Texas Corporate directors and officers owe fiduciary duties of obedience, loyalty and due care to the corporation.  Gearhart Indus., Inc. v. Smith Intern., Inc., 741 F.2d 707, 719 (5th Cir. 1984); Loy v. Harter, 128 S.W.3d 397, 407 (Tex. App.—Texarkana 2004, pet. denied). In this context, directors and officers are probably most often found liable for violating the fiduciary duty of loyalty.

“The duty of loyalty dictates that a corporate officer or director must act in good faith and must not allow his or her personal interest to prevail over the interest of the corporation. The duty of loyalty is described as requiring an extreme measure of candor, unselfishness, and good faith on the part of the officer or director.” Loy v. Harter, supra, p. 407. “An officer or director is considered “interested” if he or she (1) makes a personal profit from a transaction by dealing with the corporation or usurps a corporate opportunity, (2) buys or sells assets of a corporation, (3) transacts business in his or her officer’s or director’s capacity with a second corporation of which he or she is also an officer or director or is significantly financially associated, or (4) transacts corporate business in his or her officer’s or director’s capacity with a family member.” Loy v. Harter, supra, pp. 407–08.

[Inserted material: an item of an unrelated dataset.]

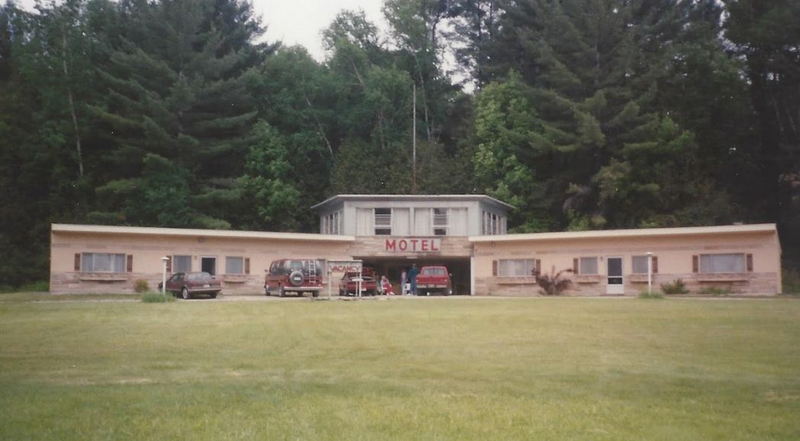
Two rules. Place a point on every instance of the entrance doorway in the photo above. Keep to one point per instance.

A Texas corporation can make these insider transactions valid by following proper corporate formalities. More specifically, Texas Business Organizations Code § 21.418 sets forth procedures that can be followed to authorize and make this type of transaction valid. In general, these procedures require full disclosure by the interested directors and officers as well as approval of the transaction by the disinterested directors or shareholders. Further, even if this approval is not obtained, the transaction will be deemed valid if it meets the fairness scrutiny of the statute. Additionally, shareholders of a privately held  corporation may  enter into a shareholder agreement governing these transactions (see Tex. Bus. & Org. Code § 21.101. In fact, the Texas Supreme Court in the recent case of Richie v. Rupe, 443 S.W.3d 856, 881 (Tex. 2014) seemed to encourage shareholder agreements.

In conclusion, Texas corporate officers and directors must strictly comply with their fiduciary duties including the duty of loyalty. These issues can be addressed in advance in a manner that will protect the officers and directors from liability and simultaneously benefit the corporation.  This may be done by following applicable  procedures set forth in the Texas Business Organizations Code or through a shareholder agreement. This is why it is important for corporations of all sizes to follow proper corporate formalities.